To this John makes no reply, for the obvious reason that the dereliction of Christ on the cross, in his unique atoning sufferings, cannot be logically quoted as a proof that God will treat all saints in this way. No man can have any proper fellowship with Christ in the atonement. He trod the winepress alone. We have no sounding-line long enough to reach the depth of that sorrow, which wrung from the Son of God the cry — Matt. 27:46, "My God, my God, why hast thou forsaken me?" Martin Luther, after several hours of silent meditation on these words, exclaimed, "God forsaken of God! I cannot understand it." It is certainly a great mistake to generalize the Son's abandonment on the cross by the Father, and insist that this adumbrates the normal experience of all believers. It flatly contradicts the promise in Heb. 13:5, "I will never leave thee, nor forsake thee," fortified by five negatives in the Greek, thus — "no never, no never, no never forsake."

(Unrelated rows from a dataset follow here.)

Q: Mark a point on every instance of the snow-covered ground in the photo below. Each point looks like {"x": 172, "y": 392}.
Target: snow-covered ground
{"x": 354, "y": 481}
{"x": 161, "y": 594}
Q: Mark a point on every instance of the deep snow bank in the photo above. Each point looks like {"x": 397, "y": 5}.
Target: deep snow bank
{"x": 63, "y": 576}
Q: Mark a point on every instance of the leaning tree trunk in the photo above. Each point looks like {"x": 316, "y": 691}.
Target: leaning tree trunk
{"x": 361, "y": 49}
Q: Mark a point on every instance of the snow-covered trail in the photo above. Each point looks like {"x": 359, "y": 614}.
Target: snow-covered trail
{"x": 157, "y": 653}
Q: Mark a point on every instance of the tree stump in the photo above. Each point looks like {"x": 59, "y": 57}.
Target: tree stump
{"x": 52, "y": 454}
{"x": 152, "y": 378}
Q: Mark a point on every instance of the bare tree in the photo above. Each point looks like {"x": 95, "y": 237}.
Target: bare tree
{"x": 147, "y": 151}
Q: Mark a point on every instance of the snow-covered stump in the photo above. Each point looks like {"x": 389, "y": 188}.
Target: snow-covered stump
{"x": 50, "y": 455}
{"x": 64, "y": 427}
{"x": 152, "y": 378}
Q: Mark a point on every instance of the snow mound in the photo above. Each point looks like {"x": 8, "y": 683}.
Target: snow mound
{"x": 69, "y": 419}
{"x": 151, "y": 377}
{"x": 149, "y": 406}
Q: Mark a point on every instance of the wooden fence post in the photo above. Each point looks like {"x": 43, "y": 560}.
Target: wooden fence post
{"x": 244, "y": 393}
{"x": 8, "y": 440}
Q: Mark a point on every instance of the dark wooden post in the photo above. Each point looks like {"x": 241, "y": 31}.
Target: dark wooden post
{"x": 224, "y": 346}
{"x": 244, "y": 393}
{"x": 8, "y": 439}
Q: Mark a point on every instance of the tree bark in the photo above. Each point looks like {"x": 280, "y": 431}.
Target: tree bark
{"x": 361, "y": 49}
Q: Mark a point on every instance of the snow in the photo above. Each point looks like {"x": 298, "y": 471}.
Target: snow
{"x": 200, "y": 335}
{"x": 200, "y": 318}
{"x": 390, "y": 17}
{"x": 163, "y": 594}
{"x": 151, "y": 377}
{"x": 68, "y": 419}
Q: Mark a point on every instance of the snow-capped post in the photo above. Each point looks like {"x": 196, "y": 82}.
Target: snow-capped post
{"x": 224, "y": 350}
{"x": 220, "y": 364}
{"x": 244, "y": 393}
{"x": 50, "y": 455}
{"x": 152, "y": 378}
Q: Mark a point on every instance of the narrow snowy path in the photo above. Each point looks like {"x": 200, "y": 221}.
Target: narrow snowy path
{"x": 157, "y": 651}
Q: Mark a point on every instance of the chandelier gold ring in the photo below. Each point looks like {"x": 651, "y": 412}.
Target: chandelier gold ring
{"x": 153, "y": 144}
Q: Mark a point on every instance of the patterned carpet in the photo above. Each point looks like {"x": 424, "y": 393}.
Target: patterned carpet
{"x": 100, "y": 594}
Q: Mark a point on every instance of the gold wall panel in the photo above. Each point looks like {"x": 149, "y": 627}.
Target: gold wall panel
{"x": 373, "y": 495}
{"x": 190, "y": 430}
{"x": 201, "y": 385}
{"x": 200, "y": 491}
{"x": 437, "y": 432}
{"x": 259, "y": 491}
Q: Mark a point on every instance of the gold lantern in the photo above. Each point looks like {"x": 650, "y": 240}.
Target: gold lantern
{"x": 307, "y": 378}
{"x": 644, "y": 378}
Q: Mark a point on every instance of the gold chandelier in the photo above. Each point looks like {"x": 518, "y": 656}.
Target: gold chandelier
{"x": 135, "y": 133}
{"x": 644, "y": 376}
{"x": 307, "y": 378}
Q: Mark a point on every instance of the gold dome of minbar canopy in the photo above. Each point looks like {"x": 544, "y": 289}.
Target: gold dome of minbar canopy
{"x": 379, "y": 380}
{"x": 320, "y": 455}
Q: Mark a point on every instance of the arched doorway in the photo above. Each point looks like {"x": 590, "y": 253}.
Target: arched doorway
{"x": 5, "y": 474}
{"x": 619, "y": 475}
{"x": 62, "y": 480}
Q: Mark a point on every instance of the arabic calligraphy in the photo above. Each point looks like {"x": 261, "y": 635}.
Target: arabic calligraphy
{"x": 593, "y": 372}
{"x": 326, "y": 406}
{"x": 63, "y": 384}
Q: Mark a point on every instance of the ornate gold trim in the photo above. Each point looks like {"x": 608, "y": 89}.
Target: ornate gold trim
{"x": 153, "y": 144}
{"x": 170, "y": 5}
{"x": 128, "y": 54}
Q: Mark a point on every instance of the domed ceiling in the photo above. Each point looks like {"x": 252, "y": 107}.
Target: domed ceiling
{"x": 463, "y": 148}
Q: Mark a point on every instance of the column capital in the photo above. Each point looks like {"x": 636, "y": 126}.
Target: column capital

We close with a word of apology for the great poet of Methodism. His high-strung, delicate, nervous constitution was subject to depressing, morbid reactions, in which he imagined himself forsaken by God, while he was as near to him as ever. Charles Wesley took his theology more largely from his feelings than did his brother, who rebuked this error, saying, "God does not play at bo-peep with his creatures." He insists that there are no arbitrary hidings of his countenance for our growth in loyalty and holiness; that joy and sunshine have a far more effectual purifying power than gloom and darkness; that light and love go hand in hand. Darkness breeds corruption; light purifies. In forming a union with us, God takes the first step; in sundering that union, we take the first step. He never sovereignly and causelessly deserts us even for an hour.